Si l’usure est le feu (et la thésaurisation la glace), cette fonte de la monnaie est l’eau qui éteint le feu de l’usure, elle est, par essence, son inverse, son ennemi, son antidote.

Si l’usure est le chaos, l’impôt de solidarité (prélevé grâce à la fonte de la monnaie) est l’harmonie.

La fonte de la monnaie agirait donc comme l’antidote au chaos !

Le principe de la fonte de la monnaie

Chaque jour de la semaine ouverte (du lundi au vendredi), pour chaque 100 euros détenus sur un compte, un centime est prélevé, pour pousser les thésauriseurs à investir et dépenser leur argent. S'ils ne le font pas, au bout d'un an, ils se retrouvent tout de même avec 97,4 euros restants.

Les 2,60 euros prélevés ne disparaissent pas (contrairement à la théorie de Gesell). Ils sont collectés par le trésor et doivent servir à l'action sociale en étant distribués aux individus dans le besoin.

Par voie de conséquence, cette taxe prélevée sur l'argent thésaurisé se retrouverait entre les mains de consommateurs dont l'utilité de l'euro supérieur est vitale pour eux, ce qui permet de revigorer l'économie !

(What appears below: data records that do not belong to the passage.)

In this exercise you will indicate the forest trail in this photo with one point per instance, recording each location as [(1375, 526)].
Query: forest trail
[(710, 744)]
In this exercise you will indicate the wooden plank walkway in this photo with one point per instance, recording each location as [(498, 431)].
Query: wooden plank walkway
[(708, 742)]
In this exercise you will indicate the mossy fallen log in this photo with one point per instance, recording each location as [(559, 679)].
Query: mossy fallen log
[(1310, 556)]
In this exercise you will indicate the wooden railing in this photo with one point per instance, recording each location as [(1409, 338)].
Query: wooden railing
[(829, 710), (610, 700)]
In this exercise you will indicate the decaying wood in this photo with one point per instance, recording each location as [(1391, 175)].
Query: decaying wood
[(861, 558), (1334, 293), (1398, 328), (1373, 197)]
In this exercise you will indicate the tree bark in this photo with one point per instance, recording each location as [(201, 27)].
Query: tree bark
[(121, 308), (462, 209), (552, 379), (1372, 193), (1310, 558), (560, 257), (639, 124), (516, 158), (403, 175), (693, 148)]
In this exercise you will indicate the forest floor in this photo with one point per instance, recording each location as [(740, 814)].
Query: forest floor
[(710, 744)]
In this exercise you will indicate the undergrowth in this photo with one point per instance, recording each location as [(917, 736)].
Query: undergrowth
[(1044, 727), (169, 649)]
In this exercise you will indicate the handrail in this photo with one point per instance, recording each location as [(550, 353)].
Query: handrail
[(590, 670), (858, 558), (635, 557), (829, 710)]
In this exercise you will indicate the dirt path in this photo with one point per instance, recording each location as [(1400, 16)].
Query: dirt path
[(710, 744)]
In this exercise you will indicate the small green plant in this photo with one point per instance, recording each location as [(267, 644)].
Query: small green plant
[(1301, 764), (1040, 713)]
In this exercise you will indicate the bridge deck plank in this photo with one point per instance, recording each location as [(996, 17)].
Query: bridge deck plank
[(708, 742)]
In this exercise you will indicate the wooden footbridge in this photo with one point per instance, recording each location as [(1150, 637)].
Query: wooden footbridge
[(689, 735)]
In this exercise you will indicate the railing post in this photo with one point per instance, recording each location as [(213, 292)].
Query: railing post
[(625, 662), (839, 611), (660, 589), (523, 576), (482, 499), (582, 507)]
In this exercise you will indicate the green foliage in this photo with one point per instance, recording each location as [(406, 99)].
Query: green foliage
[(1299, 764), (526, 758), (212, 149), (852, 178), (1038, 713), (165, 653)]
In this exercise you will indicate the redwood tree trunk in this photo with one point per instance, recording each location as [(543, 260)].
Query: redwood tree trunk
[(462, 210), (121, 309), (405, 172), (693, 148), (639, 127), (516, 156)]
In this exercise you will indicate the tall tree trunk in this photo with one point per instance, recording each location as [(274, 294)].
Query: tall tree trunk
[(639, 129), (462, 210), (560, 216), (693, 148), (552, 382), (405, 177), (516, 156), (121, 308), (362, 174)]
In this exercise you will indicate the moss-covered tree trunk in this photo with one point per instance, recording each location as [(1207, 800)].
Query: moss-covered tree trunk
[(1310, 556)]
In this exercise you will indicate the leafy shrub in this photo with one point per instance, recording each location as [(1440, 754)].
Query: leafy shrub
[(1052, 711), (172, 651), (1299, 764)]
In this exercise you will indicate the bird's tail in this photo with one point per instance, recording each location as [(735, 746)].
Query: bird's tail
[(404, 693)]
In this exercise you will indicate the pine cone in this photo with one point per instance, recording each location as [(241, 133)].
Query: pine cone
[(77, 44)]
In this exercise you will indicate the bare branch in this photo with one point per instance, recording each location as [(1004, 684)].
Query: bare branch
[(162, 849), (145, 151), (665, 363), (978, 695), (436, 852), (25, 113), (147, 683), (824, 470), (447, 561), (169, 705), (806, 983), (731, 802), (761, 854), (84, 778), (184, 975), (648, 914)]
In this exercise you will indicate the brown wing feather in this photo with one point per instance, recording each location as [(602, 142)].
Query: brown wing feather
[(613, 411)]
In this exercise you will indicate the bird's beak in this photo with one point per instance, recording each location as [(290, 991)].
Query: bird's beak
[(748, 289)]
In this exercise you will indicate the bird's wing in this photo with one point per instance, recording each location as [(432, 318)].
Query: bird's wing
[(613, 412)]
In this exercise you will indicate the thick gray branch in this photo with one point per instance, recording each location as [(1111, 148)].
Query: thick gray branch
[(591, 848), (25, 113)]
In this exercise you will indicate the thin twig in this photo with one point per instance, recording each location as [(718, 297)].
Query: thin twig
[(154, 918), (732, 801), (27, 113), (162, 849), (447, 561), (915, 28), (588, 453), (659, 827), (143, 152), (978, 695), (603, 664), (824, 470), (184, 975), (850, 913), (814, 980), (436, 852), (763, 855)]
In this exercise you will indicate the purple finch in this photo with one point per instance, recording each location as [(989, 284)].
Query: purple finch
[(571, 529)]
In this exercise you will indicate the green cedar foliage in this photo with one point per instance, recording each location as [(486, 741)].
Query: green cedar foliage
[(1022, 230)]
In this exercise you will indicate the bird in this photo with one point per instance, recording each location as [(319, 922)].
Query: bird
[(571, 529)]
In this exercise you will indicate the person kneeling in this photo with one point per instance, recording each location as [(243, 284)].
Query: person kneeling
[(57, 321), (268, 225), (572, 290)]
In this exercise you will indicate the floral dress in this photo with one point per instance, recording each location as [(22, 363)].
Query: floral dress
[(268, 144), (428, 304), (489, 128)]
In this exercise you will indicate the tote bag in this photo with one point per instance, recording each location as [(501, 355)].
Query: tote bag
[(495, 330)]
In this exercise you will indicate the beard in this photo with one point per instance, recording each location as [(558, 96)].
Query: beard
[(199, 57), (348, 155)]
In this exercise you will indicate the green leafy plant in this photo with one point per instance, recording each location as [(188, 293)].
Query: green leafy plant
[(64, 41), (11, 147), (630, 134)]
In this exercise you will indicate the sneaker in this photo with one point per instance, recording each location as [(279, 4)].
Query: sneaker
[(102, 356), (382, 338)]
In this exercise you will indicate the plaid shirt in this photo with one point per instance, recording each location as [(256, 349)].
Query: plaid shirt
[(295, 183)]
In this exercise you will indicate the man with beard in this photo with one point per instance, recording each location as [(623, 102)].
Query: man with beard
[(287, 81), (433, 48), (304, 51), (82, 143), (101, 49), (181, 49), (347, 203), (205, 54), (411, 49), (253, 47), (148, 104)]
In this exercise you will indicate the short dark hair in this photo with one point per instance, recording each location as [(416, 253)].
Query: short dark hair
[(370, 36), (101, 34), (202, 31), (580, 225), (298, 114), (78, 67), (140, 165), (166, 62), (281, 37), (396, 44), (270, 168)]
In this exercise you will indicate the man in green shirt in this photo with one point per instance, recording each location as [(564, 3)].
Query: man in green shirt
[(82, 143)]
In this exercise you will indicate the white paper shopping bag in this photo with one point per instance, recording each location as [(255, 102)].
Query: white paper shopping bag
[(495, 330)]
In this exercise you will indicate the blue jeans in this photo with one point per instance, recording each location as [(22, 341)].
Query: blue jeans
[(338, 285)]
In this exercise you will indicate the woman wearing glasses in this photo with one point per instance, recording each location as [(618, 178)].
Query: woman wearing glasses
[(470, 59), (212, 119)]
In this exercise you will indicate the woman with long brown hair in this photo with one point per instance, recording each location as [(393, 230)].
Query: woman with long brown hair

Cette taxe a pour effet d’accélérer la vitesse des échanges économiques.  En effet, plus la vitesse de circulation de la monnaie est grande (idée de vélocité de la monnaie), et plus l’économie est forte.

L'idée sous-jacente est que le surplus d'argent accumulé doit être réinvesti dans l'économie réelle pour qu'il génère une activité nécessaire à la croissance soutenable de l'économie.

Si cet argent reste passif, il doit alors être pénalisé pour la croissance qu’il n’a pas généré sciemment. De plus, cette pénalisation n’est pas détruite. Au contraire, elle est redistribuée aux agents économiques dans le besoin qui utiliseront cet argent pour vivifier l’économie.

Il est possible d'introduire un seuil d'activation de cette taxe, pour ne pas pénaliser le solde du compte au premier centime.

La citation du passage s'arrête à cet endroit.